O que te inspira artisticamente? Atualmente, estou bem impressionado com a obra de Bill Viola. Seus trabalhos em vídeoarte que misturam instalações, performances e vídeo tem uma potência simbólica e metafísica. Também admiro muito o encenador grego Dimitris Papaioannou com uma obra muito visual e plástica, carregada de significados. Aliás, ele foi uma fonte de inspiração para a construção de Basílio, em “Casa Apodrecida”.
Nas horas de folga o que te distrai? Moro no Rio há 12 anos. Sou mineiro de Belo Horizonte e sempre tive uma ligação forte com o mar. Sempre que posso vou à praia, tomar um banho de mar para recarregar as energias. Também gosto de ir ao Cinema e ao Teatro. Atualmente estou vendo a 5 temporada de Bates Motel. Achei uma sacada maravilhosa contarem a evolução da patologia de Norman, como reflexo dos traumas vividos na infância, da relação edipiana com a mãe, até chegarmos ao personagem tão conhecido do filme Psicose (de Alfred Hitchcock).

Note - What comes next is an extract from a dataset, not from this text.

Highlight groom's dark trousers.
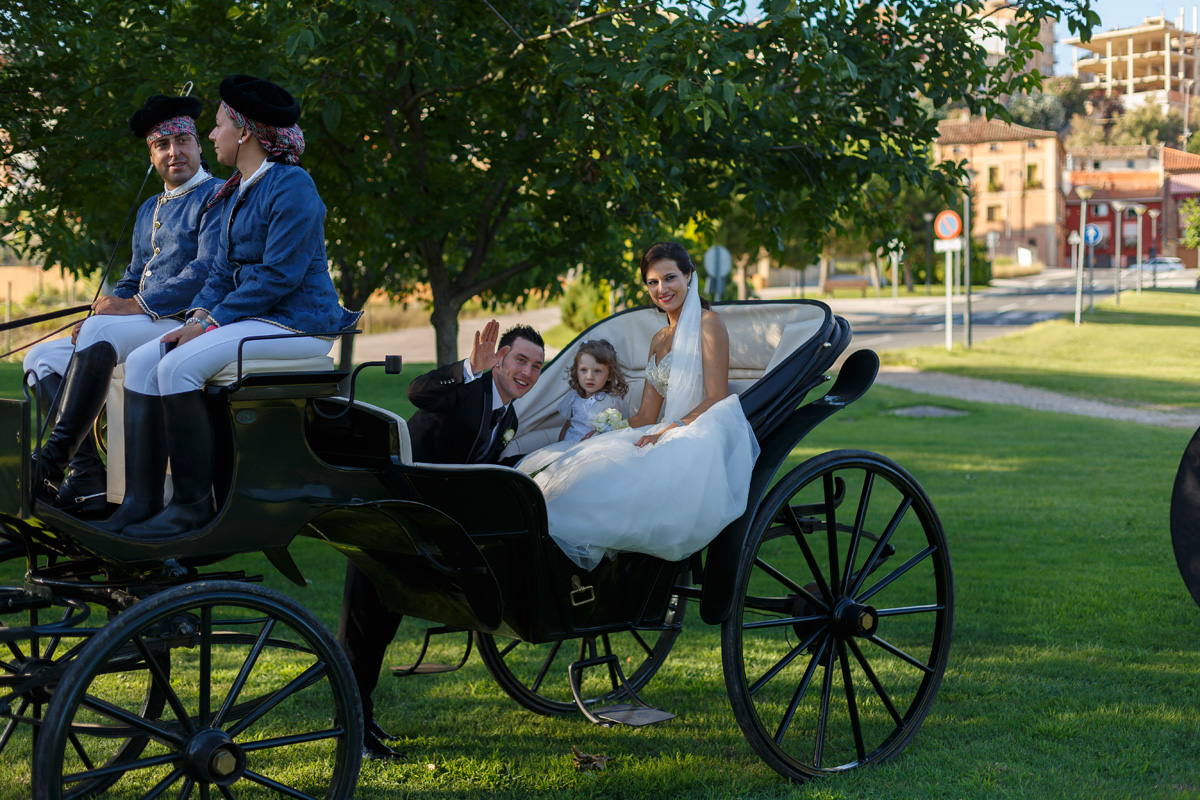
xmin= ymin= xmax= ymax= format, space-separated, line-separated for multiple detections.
xmin=336 ymin=360 xmax=517 ymax=724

O quanto um ator deve e pode se envolver em questões sociais e políticas? O ator é um agente de transformação. No meu entendimento, o trabalho do ator é sua maior ferramenta, no sentido de expandir as consciências rumo a melhores escolhas no campo social e político. Somos apaixonados pelo humano, com toda sua complexidade e contradição. Mas precisamos enxergar o coletivo. Realizar ações em prol do bem comum, da necessidade urgente de mudarmos nossos hábitos em relação à natureza e aos animais.
Como se definiria? Acho difícil me definir, porque significaria ter uma ideia fechada de quem sou. Procuro estar atento às minhas limitações, consciente do meu lugar e da importância do coletivo, de se abrir para o outro. “Prefiro ser essa metamorfose ambulante, do que ter aquela velha opinião formada sobre tudo.”